Acute lymphoblastic leukemia (ALL) is the major pediatric cancer in western countries, with B-cell precursor (BCP) ALL accounting for ~70% of cases. Although there is little evidence for a strong familial basis to ALL, evidence for an inherited susceptibility has recently been provided by genome-wide association (GWA) studies showing that IKZF1 (7p12.2), ARID5B (10q21.2) and CEBPE (14q11.2) variants confer a modest but significant risk1,2.

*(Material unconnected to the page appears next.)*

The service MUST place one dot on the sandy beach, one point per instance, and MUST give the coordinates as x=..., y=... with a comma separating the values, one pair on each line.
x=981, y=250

Our previously reported genome-wide association (GWA) studies of ALL were based on pooling data from two case-control series comprising a total of 907 cases and 2,398 controls successfully genotyped for 291,371 tagging SNPs1. To search for additional new variants influencing the risk of ALL, we have performed replication of 34 SNPs selected on the basis of statistical significance (P < 0.0001) coupled with considerations of minor allele frequency > 0.05, Hardy-Weinberg equilibrium (P > 0.05 in controls) and potential candidacy of nearby genes (on the basis of a role in B-cell and/or cancer biology) (Supplementary Table 1) in additional case-control series. The 34 SNPs were genotyped in an independent series of 1,428 ALL cases ascertained through the German Berlin-Frankfurt-Munster (BFM) group childhood ALL trials and 1,516 population controls. Thirty-three SNPs showed no significant evidence of an association at Ptrend < 0.01 in this series and were not further evaluated (Supplementary Table 1). rs3731217, mapping to 9p21.3, provided strong evidence for an association in the German series (P = 1.15 × 10−7) and was genotyped in case-control series from Spain (148 cases and 187 controls), Hungary (550 cases and 450 controls) and Canada (260 cases and 266 controls) (details in Supplementary Methods). Jointly, these four replication series provided strong evidence for association (combined odds ratio (OR) = 0.68, P = 1.13 × 10−8). Pooling genotype data for all of the studies provided unequivocal evidence for a relationship between rs3731217 and ALL risk (statistically significant after adjustment for multiple testing, assuming a conservative Bonferroni correction for the 291,371 tests in the original GWA study; OR for the T allele = 0.71, 95% CI 0.64–0.78, P = 3.01 × 10−11) (Fig. 1). This association was consistent in each of the replication series with nonsignificant statistics of between-study heterogeneity (P = 0.76, I2 = 0.0%).
Figure 1.
Forest plots of effect size and direction for 9p21.3 (rs3731217) association. (a–c) Association between all cases of ALL (a), BCP-ALL cases (b) and T-ALL cases and controls (c). Boxes denote OR point estimates, with their areas being proportional to the inverse variance weight of the estimate. Horizontal lines represent 95% CIs. The diamond and dashed line represent the summary OR computed under a fixed effects model, with the 95% CI indicated by the width of the diamond. The unbroken vertical line is at the null value (OR = 1.0).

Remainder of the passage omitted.